The last leadership challenge that I want to discuss is the one that many of us are very familiar with. The NVFC calls it “friction between volunteer and career members.” As soon as you read that, many of you immediately identified with it. I have been on both sides of the house. I was a career officer for a number of years and now I serve as a volunteer officer. This friction is a poison that is killing our combination departments. That is not an overdramatic statement. It is killing us and we must find a way to control it and control it now.
The fact is that combination departments need well trained and dedicated volunteers. Notice carefully what I said — WELL TRAINED and DEDICATED volunteers. We as volunteers have got to demonstrate to the paid staff that we can function as equals on the fireground. Period. That means a couple of things. We have got to come around. We must spend time at the firehouse interacting with each other. It’s human nature. We don’t trust people that we don’t know.
It also means that we must train. We as volunteers must train to the same standards as the career guys. If you are a volunteer firefighter, you must train to the same standard as a career firefighter. If you are a volunteer driver/operator, you must train to the same standard as a career driver/operator. The same is true for officers.
Volunteer officers must train and be held to the same standards as career officers. Yes, 20 year veteran volunteer chief, I am talking to you — captains and lieutenants too. It is no longer enough to say “I’ve been an officer in this department for 15 years — blah, blah, blah.”
If you want the same respect as your career counterparts, you better be meeting the same education, training and response standards. You had better be involved in planning the future of your combination department.
OK, now I have to address the other side of the coin. Combination departments need well trained and dedicated career firefighters. Our communities are changing. The simple fact is that in many areas, volunteers cannot meet the needs of the community by themselves. The trucks simply don’t roll without the paid staff.

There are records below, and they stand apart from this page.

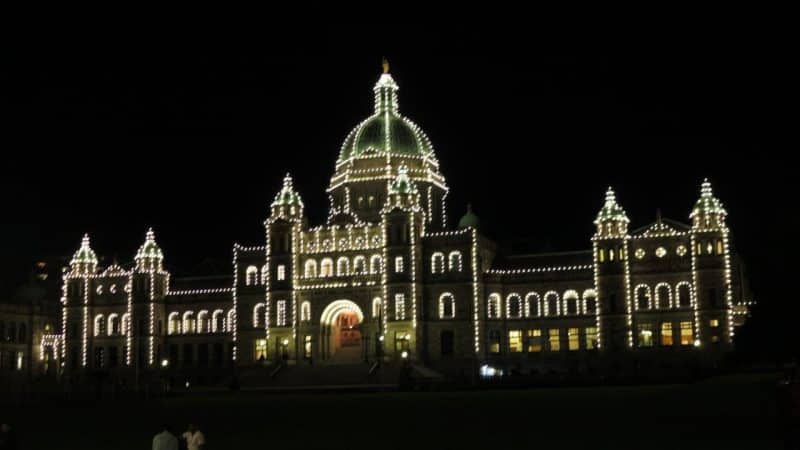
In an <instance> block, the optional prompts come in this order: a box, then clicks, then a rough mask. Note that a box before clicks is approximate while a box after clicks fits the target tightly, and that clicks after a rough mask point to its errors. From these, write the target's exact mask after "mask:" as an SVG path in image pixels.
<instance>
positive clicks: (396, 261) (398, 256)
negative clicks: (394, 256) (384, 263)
mask: <svg viewBox="0 0 800 450" xmlns="http://www.w3.org/2000/svg"><path fill="white" fill-rule="evenodd" d="M404 270H405V268H404V267H403V257H402V256H398V257H396V258H395V259H394V271H395V272H396V273H403V271H404Z"/></svg>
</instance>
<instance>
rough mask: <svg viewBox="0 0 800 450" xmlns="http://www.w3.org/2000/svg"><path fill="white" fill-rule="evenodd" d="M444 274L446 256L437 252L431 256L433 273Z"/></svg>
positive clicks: (438, 252)
mask: <svg viewBox="0 0 800 450" xmlns="http://www.w3.org/2000/svg"><path fill="white" fill-rule="evenodd" d="M443 272H444V255H443V254H441V253H439V252H437V253H434V254H433V255H432V256H431V273H432V274H437V273H443Z"/></svg>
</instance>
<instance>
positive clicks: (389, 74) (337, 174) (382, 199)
mask: <svg viewBox="0 0 800 450" xmlns="http://www.w3.org/2000/svg"><path fill="white" fill-rule="evenodd" d="M398 90H399V88H398V86H397V83H396V82H395V81H394V79H393V78H392V75H391V74H390V73H389V63H388V62H387V61H386V60H384V62H383V74H381V76H380V78H379V79H378V82H377V83H376V84H375V87H374V88H373V92H374V93H375V112H374V113H373V114H372V115H371V116H369V117H368V118H366V119H365V120H364V121H362V122H361V123H359V124H358V125H357V126H356V127H355V128H354V129H353V130H352V131H351V132H350V133H349V134H348V135H347V138H346V139H345V140H344V144H342V149H341V152H340V154H339V158H338V159H337V161H336V170H335V172H334V174H333V177H332V178H331V183H330V186H329V187H328V190H327V192H328V195H329V197H330V204H331V206H330V213H329V215H328V217H329V221H332V222H336V223H340V224H341V223H353V222H370V223H376V222H379V221H380V212H381V209H382V208H383V206H384V204H385V202H386V200H387V198H388V195H389V184H390V183H391V182H392V181H393V180H394V179H395V178H397V176H398V173H399V172H398V171H399V169H400V167H401V166H405V167H406V168H407V174H408V177H409V178H410V179H411V180H413V182H414V183H415V184H416V185H417V187H418V189H419V194H420V205H419V206H420V208H421V209H422V211H423V213H424V216H425V219H424V227H425V229H427V230H440V229H443V228H444V227H446V221H447V215H446V211H445V208H446V207H445V196H446V195H447V185H446V183H445V180H444V177H443V176H442V174H441V173H440V172H439V162H438V161H437V160H436V156H435V155H434V152H433V145H432V144H431V142H430V140H429V139H428V136H426V135H425V133H424V132H423V131H422V129H421V128H420V127H419V126H417V125H416V124H415V123H414V122H412V121H411V120H409V119H408V118H406V117H404V116H402V115H401V114H400V112H399V108H398V101H397V100H398V97H397V91H398Z"/></svg>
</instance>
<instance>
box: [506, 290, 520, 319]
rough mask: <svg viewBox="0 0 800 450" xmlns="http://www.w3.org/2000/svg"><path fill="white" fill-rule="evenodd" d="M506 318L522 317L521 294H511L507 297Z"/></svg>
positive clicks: (506, 305) (517, 317)
mask: <svg viewBox="0 0 800 450" xmlns="http://www.w3.org/2000/svg"><path fill="white" fill-rule="evenodd" d="M506 317H508V318H509V319H519V318H520V317H522V298H521V297H520V296H519V294H516V293H514V294H509V295H508V297H506Z"/></svg>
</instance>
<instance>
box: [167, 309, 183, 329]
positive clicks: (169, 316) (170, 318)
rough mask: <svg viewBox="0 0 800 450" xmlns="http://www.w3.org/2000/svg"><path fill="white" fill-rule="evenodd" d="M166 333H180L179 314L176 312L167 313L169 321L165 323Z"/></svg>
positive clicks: (179, 320)
mask: <svg viewBox="0 0 800 450" xmlns="http://www.w3.org/2000/svg"><path fill="white" fill-rule="evenodd" d="M167 322H168V323H167V333H168V334H180V332H181V318H180V314H178V313H177V312H172V313H169V319H168V321H167Z"/></svg>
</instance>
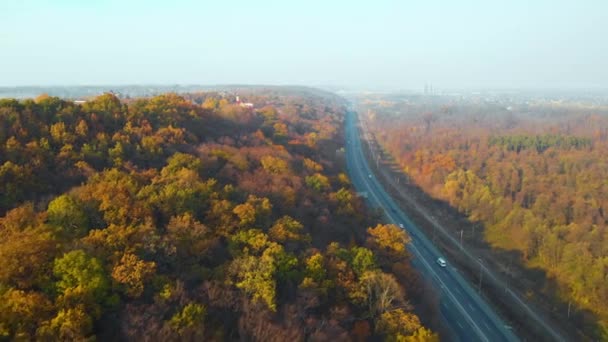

If your community has a combination department, it is because it was determined that BOTH paid and volunteer firefighters are needed.
If I hear one more volunteer in a combination department make the statement,“They are just trying to run off the volunteers,” my head might explode. That is one of the most ridiculous arguments in the American fire service. If you, as a volunteer, decide that you are going to quit coming around because “they are trying to run me off,” guess what happens? The agency has no choice but to hire more paid staff. It starts a cycle that may very well end with no volunteers. If the cycle ends with no volunteers, it is not because you were run off...it is because you quit coming. You DECIDED to run off and in order to serve your neighbors, your agency had no choice but to increase paid staff or go all career. If you quit coming for whatever reason, you have killed the volunteer fire service.
Make no doubt about it, our fire service is changing. If you are a volunteer, you have a choice to make. You can evolve with the fire service and keep the 350 year tradition of volunteerism alive or you can make the conscious decision to run off. It’s your call.